The learning scheme for all the experiments was the same. First, linear PCA is used to find sensible initial values for the posterior means of the sources. The method was chosen because it has given good results in initialising the model vectors of a self-organising map (SOM). The posterior variances of the sources are initialised to small values. Good initial values are important for the method since the network can effectively prune away unused parts as will be seen in the experiments later on. Initially the weights of the network have random values and the network has quite bad representation for the data. If the sources were adapted from random values also, the network would consider many of the sources useless for the representation and prune them away. This would lead to a local minimum from which the network would not recover.

Therefore the sources are fixed at the values given by linear PCA for the first 50 iterations through the whole data. This is long enough for the network to find a meaningful mapping from sources to the observations, thereby justifying using the sources for the representation.

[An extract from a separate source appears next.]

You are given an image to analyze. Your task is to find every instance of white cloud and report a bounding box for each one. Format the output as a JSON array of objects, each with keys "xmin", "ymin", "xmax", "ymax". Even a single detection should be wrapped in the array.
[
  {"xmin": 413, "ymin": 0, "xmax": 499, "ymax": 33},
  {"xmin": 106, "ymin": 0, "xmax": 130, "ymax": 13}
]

For the same reason, the parameters controlling the distributions of the sources, weights, noise and the hyperparameters are not adapted during the first 100 iterations. They are adapted only after the network has found sensible values for the variables whose distributions these parameters control.

In all simulations, the total number of iterations is 7500, where one iteration means going through all the observations. For nonlinear independent factor analysis simulations, a nonlinear subspace is estimated with 2000 iterations by the nonlinear factor analysis after which the sources are rotated with a linear ICA algorithm. In these experiments, FastICA was used [4]. The rotation of the sources is compensated by an inverse rotation to the first layer weight matrix A. The nonlinear independent factor analysis algorithm is then applied for the remaining 5500 iterations.